I would have done the walk of shame but I couldnt walk
This morning when you woke up you looked like one of the Wii Bowling people. I think it was the eyebrows combined with the sambuca
Steve is enlightening me on how and why u put gerbils up your ass
he's listed in a fb relationship with a girl born in 1993. i'm too drunk to do the math on that one, but i am sober enough to know that's illegal
I'm trying to think of how to explain to the dentist tomorrow that I think I pulled my jaw muscle eating pizza while drunk.
He kept moaning America instead of Erica while fucking me.

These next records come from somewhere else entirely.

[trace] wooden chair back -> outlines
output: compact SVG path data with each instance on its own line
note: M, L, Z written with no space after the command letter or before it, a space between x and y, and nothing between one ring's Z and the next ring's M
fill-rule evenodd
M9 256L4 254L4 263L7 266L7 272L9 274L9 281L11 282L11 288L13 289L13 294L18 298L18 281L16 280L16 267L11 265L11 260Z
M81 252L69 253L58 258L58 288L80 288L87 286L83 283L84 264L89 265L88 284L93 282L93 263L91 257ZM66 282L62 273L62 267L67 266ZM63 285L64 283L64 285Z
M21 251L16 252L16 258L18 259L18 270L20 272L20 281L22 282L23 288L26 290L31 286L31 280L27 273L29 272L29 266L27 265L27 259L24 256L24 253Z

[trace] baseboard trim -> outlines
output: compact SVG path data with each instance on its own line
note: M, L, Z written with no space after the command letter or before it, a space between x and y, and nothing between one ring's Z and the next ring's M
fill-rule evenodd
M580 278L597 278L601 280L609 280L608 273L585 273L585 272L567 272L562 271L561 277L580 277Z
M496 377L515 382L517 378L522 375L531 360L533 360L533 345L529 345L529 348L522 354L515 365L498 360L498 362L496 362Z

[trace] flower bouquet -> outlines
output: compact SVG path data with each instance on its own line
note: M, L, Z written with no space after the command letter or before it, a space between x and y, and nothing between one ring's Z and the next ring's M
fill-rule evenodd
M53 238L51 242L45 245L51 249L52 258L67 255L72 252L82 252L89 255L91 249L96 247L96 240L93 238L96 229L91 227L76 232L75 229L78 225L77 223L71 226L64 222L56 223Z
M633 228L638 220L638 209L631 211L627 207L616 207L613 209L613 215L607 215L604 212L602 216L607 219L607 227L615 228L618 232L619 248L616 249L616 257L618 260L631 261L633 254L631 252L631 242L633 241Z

He gave me a hug and said "He doesn't deserve you, Anna. Your boobs are great, and I'd fuck you anytime. Any. Place." I need a new 'gay' friend.
I wish you would stop telling everyone that your cock turned me into a Bears fan.
So we'll go out later for condoms and cake batter... aka grocery shopping for champions.
Just ate a chocolate chip cookie upside down. This is what having a degree does for you.
just had sex in my dorm hall public bathroom while wearing my favorite cat sweater. tonight was a win
I ate a hotdog off the ground last night.
Molly I still can't believe u puked in that guys hands and still got laid
If he gets me coffee, cold or no I'll make him see Jesus with my mouth.
I am going to constantly be reminded of you for the next couple of days because of how sore my vagina is. It's just the price I have to pay.